Choihosla paused. And if we were to have rules, pursued the woman, pressing home her advantage and looking increasingly majestic, was it not wise to discover what the best rules were and then try to abide by them?

The Ukrainian became defensive. He had spent his year of community service, he claimed, working in an asylum for the mentally deranged in Sarajevo. He had experienced terrible things there. He believed as a result that what Carl Jung called ‘the shadow’ would always manifest itself. It was therefore useless to hope to establish even a mockery of a Utopia. You could not pump morality into a system to which it was not indigenous. (A year or two later, interestingly, he would put forward a much more positive viewpoint.)

Several voices attempted to answer him. The woman who had previously spoken quelled them with her clear firm tones. Her name was Belle Rivers. She was the headmistress in charge of the cadre children, semi-permanently stationed on Mars.

‘Why is there a need for laws, you ask? Are laws not present in all societies, to guard against human “shadows”? As scientific people, we are aware that the human body is a museum of its phylogenetic history. Our psyches too are immensely old; their roots lie in times before we could claim the name of human. Only our individual minds belong to ontology, and they are transient. It is the creatures – our archetypes, Jung calls them – that reside in the unconscious, like your shadow, which act as prompts to the behaviour of the human species.

‘The archetypes live in an inner world, where the pulse of time throbs at a drowsy pace, scarcely heeding the birth and death of individuals.
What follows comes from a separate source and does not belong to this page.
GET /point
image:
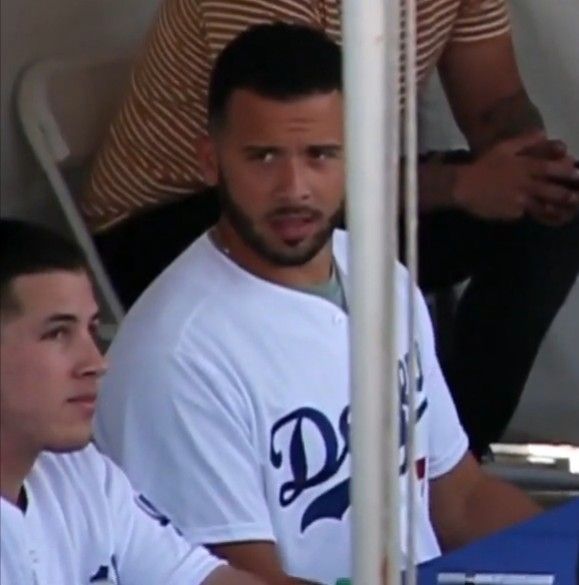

Their nature is strange: when they broke into the conscious minds of your patients in Sarajevo, they undoubtedly would have precipitated psychosis. Your psychurgists will tell you as much.

‘But we moderns know these things. The archetypes have been familiar to us for more than a century. Instead of fearing them, of trying to repress them, we should come to terms with them. That means coming to terms with ourselves.

‘I believe that we must draw up our rules firmly and without fear, in acknowledgement of our conscious wishes. I also regard it as healthy that we acknowledge our unconscious wishes.

‘I therefore propose that every seventh day be given over to bacchanalia, when ordinary rules of conduct are suspended.’

My glance went at once to the bench where Sharon Singh lounged. She was gazing serenely at the roof, the long fingers of one hand tapping gently on the rail of her seat. She was calm while much shouting and calls for order continued round her.

An old unkempt man rose to speak. He had once been Governor of the Seychelles; his name was Crispin Barcunda. We had spoken often. I enjoyed his quiet sense of humour. When he laughed a gold tooth sparkled briefly like a secret signal.

‘This charming lady puts forward a perfectly workable idea,’ he said, attempting to smooth down his mop of white hair. ‘Why not have the odd bacchanalia now and again? No one on Earth need know. We’re private, here on Mars, aren’t we?’